7. RISQUES POUR LA SANTE

7.1. MALADIES PROFESSIONNELLES (Tableaux marocains)

  • Tableau n°1.1.8 : Affections cutanées professionnelles causées par les oxydes et sels de nickel.
  • Tableau n° 1.8.1 : Rhinites et asthmes professionnels
  • Tableau n°1.8.2 : Lésions eczématiformes de mécanisme allergique
  • Tableau n°2.7 : Affections périarticulaires provoquées par certains gestes et postures de travail
  • Tableau n° 2.8 : Affections chroniques du rachis lombaire provoquées par la manutention manuelle de charges lourdes
  • Tableau n° 3.2 : Tétanos professionnel
  • Tableau n° 3.9 : Maladies dues aux bacilles tuberculeux et à certaines mycobactéries atypiques
  • Tableau n°3.11 : Infections d'origine professionnelle par les virus des hépatites A, B, C, D et E
  • Tableau n° 3.18 : Mycoses cutanées

7.2. AUTRES MALADIES LIEES A L’ACTIVITE PROFESSIONNELLE

Varices, jambes lourdes.

8. SURVEILLANCE MEDICALE

8.1. REGLEMENTATION

La profession de coiffeur–barbier n’est régie dans notre pays par aucune réglementation spécifique et échappe à toute couverture médico-sociale.
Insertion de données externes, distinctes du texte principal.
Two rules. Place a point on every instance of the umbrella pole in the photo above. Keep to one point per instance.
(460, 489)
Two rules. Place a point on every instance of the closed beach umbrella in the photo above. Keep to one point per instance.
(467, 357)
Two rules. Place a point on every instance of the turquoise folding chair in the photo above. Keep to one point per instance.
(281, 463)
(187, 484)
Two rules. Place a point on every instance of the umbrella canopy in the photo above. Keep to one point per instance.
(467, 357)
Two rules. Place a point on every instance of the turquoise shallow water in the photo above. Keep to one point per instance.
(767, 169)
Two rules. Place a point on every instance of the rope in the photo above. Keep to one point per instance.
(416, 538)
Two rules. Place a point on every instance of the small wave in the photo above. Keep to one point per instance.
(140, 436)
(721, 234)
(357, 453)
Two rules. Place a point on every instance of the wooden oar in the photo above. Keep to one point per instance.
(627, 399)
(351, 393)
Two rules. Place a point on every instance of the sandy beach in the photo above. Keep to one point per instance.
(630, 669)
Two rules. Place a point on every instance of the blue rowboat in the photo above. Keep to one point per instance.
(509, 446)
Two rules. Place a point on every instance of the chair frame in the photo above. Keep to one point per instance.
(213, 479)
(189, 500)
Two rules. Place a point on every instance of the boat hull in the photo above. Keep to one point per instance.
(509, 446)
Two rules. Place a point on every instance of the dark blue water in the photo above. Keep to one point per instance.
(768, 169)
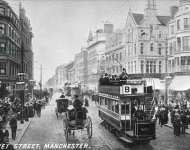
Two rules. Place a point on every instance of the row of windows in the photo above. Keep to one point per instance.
(10, 49)
(9, 13)
(2, 68)
(14, 35)
(184, 60)
(115, 69)
(114, 57)
(145, 66)
(151, 48)
(10, 32)
(14, 70)
(183, 43)
(180, 26)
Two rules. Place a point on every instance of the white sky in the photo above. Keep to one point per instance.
(61, 27)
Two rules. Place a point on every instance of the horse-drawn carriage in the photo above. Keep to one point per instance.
(73, 119)
(62, 105)
(77, 120)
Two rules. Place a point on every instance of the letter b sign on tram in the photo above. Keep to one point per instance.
(126, 89)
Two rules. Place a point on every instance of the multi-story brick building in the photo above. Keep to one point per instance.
(179, 46)
(96, 46)
(26, 44)
(70, 72)
(10, 44)
(15, 40)
(146, 44)
(80, 66)
(60, 76)
(115, 53)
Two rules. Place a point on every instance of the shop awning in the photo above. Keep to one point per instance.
(180, 83)
(155, 83)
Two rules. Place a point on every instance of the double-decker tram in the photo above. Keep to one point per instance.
(124, 107)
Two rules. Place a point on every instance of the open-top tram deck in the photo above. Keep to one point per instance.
(125, 108)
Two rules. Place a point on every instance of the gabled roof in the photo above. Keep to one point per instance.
(138, 18)
(162, 19)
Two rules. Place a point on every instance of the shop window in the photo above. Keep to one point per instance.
(120, 56)
(186, 43)
(151, 47)
(142, 66)
(2, 68)
(178, 24)
(142, 48)
(147, 67)
(186, 23)
(160, 66)
(125, 109)
(2, 47)
(2, 28)
(2, 11)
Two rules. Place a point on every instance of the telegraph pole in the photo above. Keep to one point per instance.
(41, 81)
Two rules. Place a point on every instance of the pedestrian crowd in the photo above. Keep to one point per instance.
(108, 79)
(180, 117)
(11, 111)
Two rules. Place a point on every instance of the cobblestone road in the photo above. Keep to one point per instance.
(49, 129)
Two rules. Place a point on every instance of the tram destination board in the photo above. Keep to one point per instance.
(109, 89)
(20, 86)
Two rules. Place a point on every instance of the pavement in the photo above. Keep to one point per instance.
(21, 129)
(171, 126)
(48, 129)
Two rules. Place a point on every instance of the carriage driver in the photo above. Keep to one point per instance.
(77, 104)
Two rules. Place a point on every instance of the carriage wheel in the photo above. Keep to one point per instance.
(57, 115)
(66, 134)
(89, 128)
(66, 129)
(56, 112)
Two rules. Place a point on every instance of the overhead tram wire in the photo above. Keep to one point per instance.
(116, 12)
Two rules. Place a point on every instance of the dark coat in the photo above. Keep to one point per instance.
(13, 122)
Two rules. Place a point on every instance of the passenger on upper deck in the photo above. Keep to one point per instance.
(77, 104)
(123, 75)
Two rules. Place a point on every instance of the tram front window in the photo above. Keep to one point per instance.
(125, 109)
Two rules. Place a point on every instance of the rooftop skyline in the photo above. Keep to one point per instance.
(61, 27)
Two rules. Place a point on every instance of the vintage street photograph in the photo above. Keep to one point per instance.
(94, 74)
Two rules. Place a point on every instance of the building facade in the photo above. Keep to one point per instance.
(96, 46)
(179, 47)
(26, 44)
(13, 44)
(179, 40)
(145, 37)
(80, 66)
(115, 53)
(70, 72)
(10, 44)
(60, 76)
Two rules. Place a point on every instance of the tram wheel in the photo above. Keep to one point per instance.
(66, 134)
(89, 128)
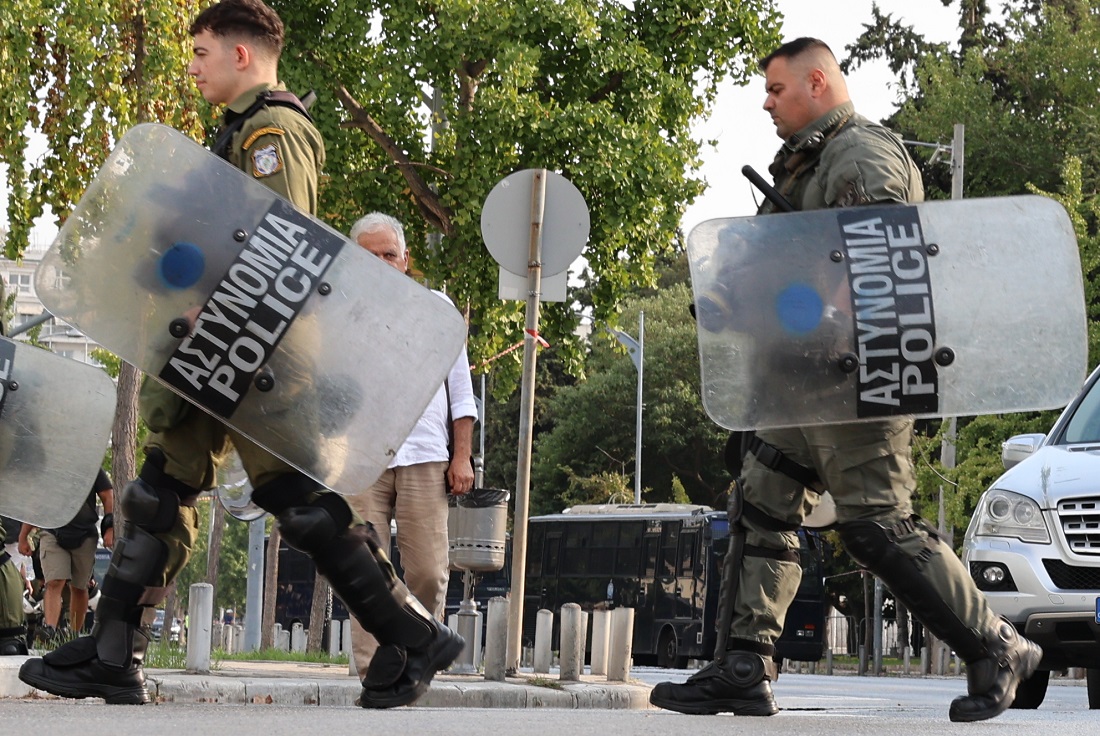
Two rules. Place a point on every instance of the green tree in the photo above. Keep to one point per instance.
(591, 432)
(1025, 90)
(76, 75)
(603, 91)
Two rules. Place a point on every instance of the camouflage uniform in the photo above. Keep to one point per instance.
(282, 149)
(12, 627)
(842, 160)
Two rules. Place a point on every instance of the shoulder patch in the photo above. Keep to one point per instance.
(268, 130)
(266, 161)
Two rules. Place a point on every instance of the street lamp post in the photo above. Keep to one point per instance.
(637, 351)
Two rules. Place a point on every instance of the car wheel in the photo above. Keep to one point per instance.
(1032, 691)
(668, 650)
(1092, 679)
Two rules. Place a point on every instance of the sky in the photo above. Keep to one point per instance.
(744, 131)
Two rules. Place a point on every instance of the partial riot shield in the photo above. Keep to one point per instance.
(55, 423)
(264, 317)
(938, 309)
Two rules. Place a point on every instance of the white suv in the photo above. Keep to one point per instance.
(1033, 545)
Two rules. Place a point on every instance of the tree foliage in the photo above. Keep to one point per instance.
(1025, 89)
(590, 435)
(74, 76)
(603, 91)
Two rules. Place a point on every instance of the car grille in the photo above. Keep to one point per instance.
(1071, 577)
(1080, 524)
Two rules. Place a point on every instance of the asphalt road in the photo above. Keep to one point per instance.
(812, 705)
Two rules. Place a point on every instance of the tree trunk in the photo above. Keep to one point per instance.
(124, 435)
(271, 589)
(319, 613)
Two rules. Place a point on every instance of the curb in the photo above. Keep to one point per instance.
(278, 683)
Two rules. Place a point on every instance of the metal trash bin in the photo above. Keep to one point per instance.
(477, 525)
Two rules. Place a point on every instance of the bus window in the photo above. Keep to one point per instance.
(604, 539)
(575, 556)
(628, 555)
(649, 556)
(535, 541)
(553, 550)
(670, 537)
(686, 564)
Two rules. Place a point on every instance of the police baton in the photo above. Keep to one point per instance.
(769, 191)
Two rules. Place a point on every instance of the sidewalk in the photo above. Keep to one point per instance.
(298, 683)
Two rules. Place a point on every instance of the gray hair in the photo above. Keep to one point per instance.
(373, 221)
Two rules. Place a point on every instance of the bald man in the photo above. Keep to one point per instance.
(834, 157)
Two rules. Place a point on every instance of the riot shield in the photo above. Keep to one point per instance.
(251, 309)
(938, 309)
(55, 423)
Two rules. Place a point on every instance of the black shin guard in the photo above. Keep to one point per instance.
(877, 548)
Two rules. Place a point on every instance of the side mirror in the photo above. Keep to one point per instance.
(1019, 448)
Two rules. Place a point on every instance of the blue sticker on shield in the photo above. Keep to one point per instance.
(799, 308)
(182, 265)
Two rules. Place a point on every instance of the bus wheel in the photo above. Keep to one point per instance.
(668, 651)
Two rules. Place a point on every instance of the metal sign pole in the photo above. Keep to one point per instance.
(526, 425)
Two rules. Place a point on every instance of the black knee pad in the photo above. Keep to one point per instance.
(149, 507)
(310, 527)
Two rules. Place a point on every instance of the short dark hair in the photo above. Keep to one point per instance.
(245, 18)
(793, 48)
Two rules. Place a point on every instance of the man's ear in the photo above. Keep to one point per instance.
(242, 56)
(818, 83)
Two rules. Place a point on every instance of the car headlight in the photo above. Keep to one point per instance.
(1007, 514)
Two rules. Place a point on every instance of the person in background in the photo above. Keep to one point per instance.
(433, 460)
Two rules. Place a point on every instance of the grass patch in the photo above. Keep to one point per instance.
(273, 655)
(545, 682)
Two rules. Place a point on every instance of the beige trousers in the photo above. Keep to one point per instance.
(416, 497)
Ce secteur informel ne bénéficie d’aucune couverture médicale du travail. Cependant, la surveillance médicale doit être assurée par les médecins et les paramédicaux des Bureaux municipaux ou ruraux d’hygiène (BMH). La loi 113-14 précise la mission des BMH dans l’établissement, la préservation et l’amélioration de l’hygiène. Les articles 83, 92 et 100 soulignent le rôle des BMH dans la préservation de l’hygiène, de la salubrité et de l’assainissement. En outre, ils doivent assurer la sensibilisation de tous les citoyens sur les questions de santé et d’environnement.

8.2. CONTENU

8.2.1. VISITE MEDICALE

  • Première visite au début de la carrière puis visites systématiques avec une périodicité maximale de 24 mois.
  • Examen clinique général minutieux (état cardiovasculaire, respiratoire, cutané et ostéoarticulaire)
  • Rechercher une consommation de substances psychoactives (tabac, cannabis, alcool, autres psychotropes)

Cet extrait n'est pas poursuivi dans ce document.